Jul 06 2009
Measure objects are – in my opinion – the most critical objects in your universe. Without them you can only make lists. While lists might be good for a grocery store or library, they don’t do much to help someone run their business. Measures give your universe purpose. They also are the source of most of the design challenges like fan or chasm traps.
In this post I’m going to go back to a basic concept and talk about SQL aggregation and universe projection and how they work together.
An aggregate function is one that operates on a group of rows rather than a single row. Some SQL aggregate functions include sum(), count(), and max(). When you use an aggregate function you also have to use a GROUP BY clause to pull rows together. If the request is for Resort, Year, and a sum of the number of guests, then all of the rows are first grouped by the resort name and the year of the invoice and then the matching rows are summed up. This step happens on the database server.
Here is the code used in the Island Resorts universe for the Number of Guests object:
Here is the SQL generated for a query that includes Resort, Year, and Number of Guests:
SELECT Resort.resort, 'FY'+Format(Sales.invoice_date,'YYYY'), sum(Invoice_Line.nb_guests) FROM Resort, Sales, Invoice_Line, Service_Line, Service WHERE ( Sales.inv_id=Invoice_Line.inv_id ) AND ( Invoice_Line.service_id=Service.service_id ) AND ( Resort.resort_id=Service_Line.resort_id ) AND ( Service.sl_id=Service_Line.sl_id ) AND ( Service_Line.service_line = 'Accommodation' ) GROUP BY Resort.resort, 'FY'+Format(Sales.invoice_date,'YYYY')
Note: the condition on Accommodation is automatically applied for this object. It is not required for the SQL to be correct but is required for a business rule. The GROUP BY clause, however, is required for the SQL to be valid. The good news is that universe designers do not have to anticipate all of the potential combinations of objects a user might put together. This clause is created automatically by the query tools.
Measures can also include a Projection setting, as shown in this screen shot:
Note that there are several projection functions available, including None. What is the purpose of the projection function?

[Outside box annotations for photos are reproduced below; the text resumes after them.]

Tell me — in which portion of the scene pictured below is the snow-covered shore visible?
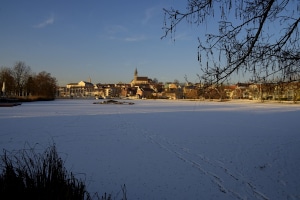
[0,100,300,199]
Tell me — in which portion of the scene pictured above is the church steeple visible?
[134,68,138,80]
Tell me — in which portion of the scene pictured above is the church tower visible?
[134,68,138,81]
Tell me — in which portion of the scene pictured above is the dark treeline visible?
[0,61,57,99]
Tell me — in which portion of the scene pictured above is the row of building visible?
[58,69,300,101]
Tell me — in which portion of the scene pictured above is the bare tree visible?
[162,0,300,84]
[0,67,15,95]
[12,61,31,96]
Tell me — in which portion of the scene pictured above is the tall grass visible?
[0,145,90,200]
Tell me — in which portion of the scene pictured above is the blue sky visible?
[0,0,205,85]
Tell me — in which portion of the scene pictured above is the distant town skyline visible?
[0,0,286,85]
[0,0,209,85]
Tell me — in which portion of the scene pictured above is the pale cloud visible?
[34,16,54,28]
[125,35,146,42]
[105,25,127,34]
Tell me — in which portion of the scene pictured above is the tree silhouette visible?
[162,0,300,83]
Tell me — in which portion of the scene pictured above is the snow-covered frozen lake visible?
[0,100,300,200]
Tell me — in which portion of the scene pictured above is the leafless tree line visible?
[162,0,300,84]
[0,61,57,99]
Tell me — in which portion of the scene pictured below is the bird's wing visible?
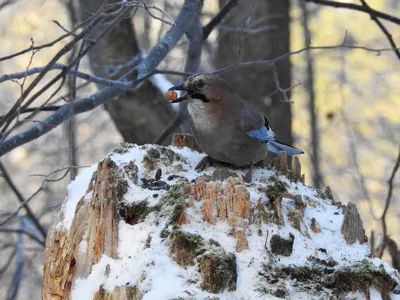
[240,103,275,142]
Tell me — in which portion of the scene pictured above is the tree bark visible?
[216,0,293,144]
[79,0,173,144]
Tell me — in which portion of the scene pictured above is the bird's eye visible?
[196,80,206,89]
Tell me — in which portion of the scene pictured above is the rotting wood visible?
[42,158,137,299]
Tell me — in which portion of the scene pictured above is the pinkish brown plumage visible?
[170,74,303,171]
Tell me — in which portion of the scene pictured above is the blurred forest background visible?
[0,0,400,299]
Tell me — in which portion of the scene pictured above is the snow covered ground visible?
[58,145,400,300]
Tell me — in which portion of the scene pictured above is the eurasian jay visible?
[169,74,304,176]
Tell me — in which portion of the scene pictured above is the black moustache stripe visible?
[190,93,210,103]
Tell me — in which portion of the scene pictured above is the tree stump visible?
[42,135,400,300]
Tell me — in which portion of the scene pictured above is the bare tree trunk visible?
[300,1,323,189]
[216,0,292,143]
[79,0,173,144]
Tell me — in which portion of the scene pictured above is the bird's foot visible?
[195,156,215,172]
[254,160,265,169]
[242,163,253,183]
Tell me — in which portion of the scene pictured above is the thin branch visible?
[300,1,323,189]
[0,0,202,156]
[300,0,400,25]
[203,0,239,41]
[360,0,400,60]
[381,145,400,245]
[0,63,133,89]
[0,162,47,239]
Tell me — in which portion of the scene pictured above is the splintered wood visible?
[42,159,136,299]
[191,176,250,252]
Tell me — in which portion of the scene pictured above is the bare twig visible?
[381,145,400,246]
[360,0,400,60]
[300,1,323,189]
[0,165,86,229]
[0,162,47,239]
[0,0,202,156]
[143,1,175,26]
[203,0,238,41]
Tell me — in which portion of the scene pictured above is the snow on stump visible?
[42,135,400,300]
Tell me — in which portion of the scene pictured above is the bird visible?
[169,73,304,176]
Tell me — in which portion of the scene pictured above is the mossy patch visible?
[270,233,294,256]
[142,146,187,171]
[118,200,152,225]
[258,260,397,300]
[259,175,289,199]
[104,157,129,202]
[330,260,397,300]
[156,181,190,238]
[170,230,205,266]
[113,142,135,154]
[199,247,237,293]
[122,161,138,184]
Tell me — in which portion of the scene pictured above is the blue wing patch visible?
[247,126,270,142]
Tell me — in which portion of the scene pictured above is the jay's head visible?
[169,74,232,107]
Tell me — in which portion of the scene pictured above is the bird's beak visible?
[168,83,190,103]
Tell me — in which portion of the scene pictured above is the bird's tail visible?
[268,140,304,155]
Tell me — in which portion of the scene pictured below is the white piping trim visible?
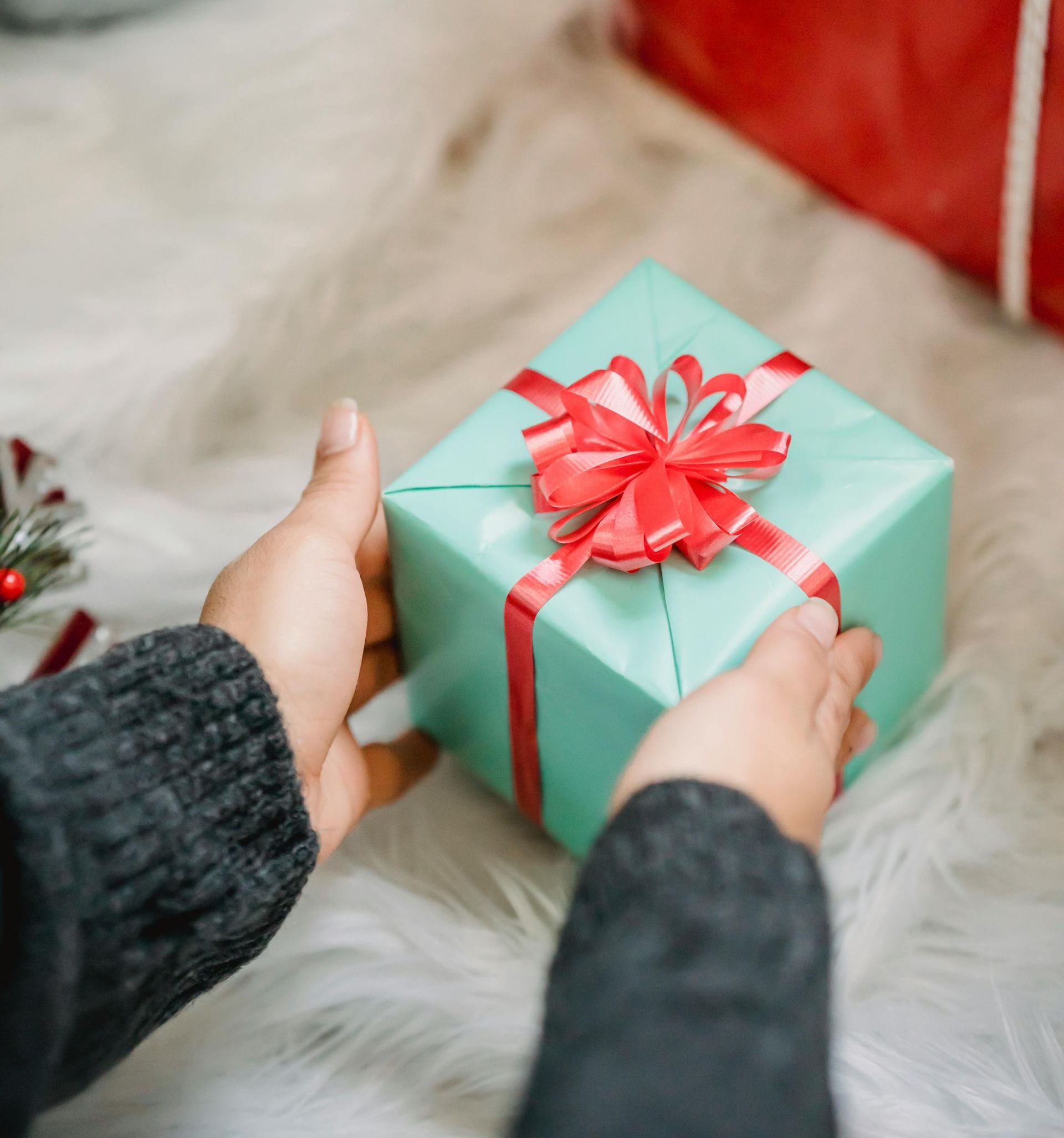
[998,0,1052,323]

When a user is viewing a report they might see this:
From there they might remove the Year object in order to get a total rolled up by Resort. Once the Year is removed the block on the report dynamically rolls up and presents this information:
That is projection in action. The function selected on the drop-down box for the measure properties is used by the report client to know which summary function to apply.
How do these functions work together?
Is Aggregation Required?
I have seen universes where the designer did not use any SQL aggregation functions at all. Instead they assigned projection functions only. With no aggregation the database returns the rows as they are extracted. The impact? The report client gets a lot more rows, as shown here:
The first execution of this query returned only nine rows. There are three resorts and three years of data so there are nine combinations, resulting in nine rows of data. The second execution did not have any database aggregation so 324 rows were returned instead. The report looks the same, but it has to deal with a lot more data. You can imagine what the performance would be like if there were several zeros after either (or both) of the numbers from this example.
Is Projection Required?
If the universe does have aggregation, does it have to include projection as well?
Without a projection function, the measures will no longer roll up after an object is removed from the block. Here is what happens to the same report when the Year object is removed; see how the resort names still appear more than once? And the number of guests does not get rolled up? This is what happens when the projection function of “None” is used.
Aggregation and Projection Work Together
Every measure object should have an aggregation function. (If a universe designer can’t figure out which aggregation function makes sense, then the object should probably be something other than a measure.) Each aggregation operation typically gets combined with an appropriate projection function as well. Most of the aggregation + projection function pairs make sense, but there are a few that might require a bit more explanation. First, here is the chart that shows the typical matches.
|SQL Aggregate||Client Projection|
|Avg||None or Average|
The first three entries are easy to see; a sum from the database is projected using a sum on the client. The settings for counts and averages might require a bit more explanation.
I created a new object in Island Resorts called Invoice Count with the SQL code
count(Sales.inv_id) and a projection function of Count. This is wrong, and I will show you why. Here is a query with Country of Origin, Region, and Invoice Count as results.
Notice that in the raw data I do get a count of invoices by region and country. However, here’s what the block looks like.
The projection function of “count” is counting the number of rows for each combination. Oddly enough, there is one row of each. In order to get the correct results, I need to use the Sum projection function for my count, which gives me the following corrected data.
I covered averages at some length in a prior blog post so I will skip covering the same ground here. To summarize (in case you don’t want to read the link) averages cannot be projected because the math doesn’t work. The only exception (where you can average an average) is when the sample size is exactly the same for all values.
Every measure object should have an aggregation function in order to group rows on the database and return a smaller dataset to the client. The projection function should coordinate with the SQL aggregation function in order to support “slice and dice” operations on the client.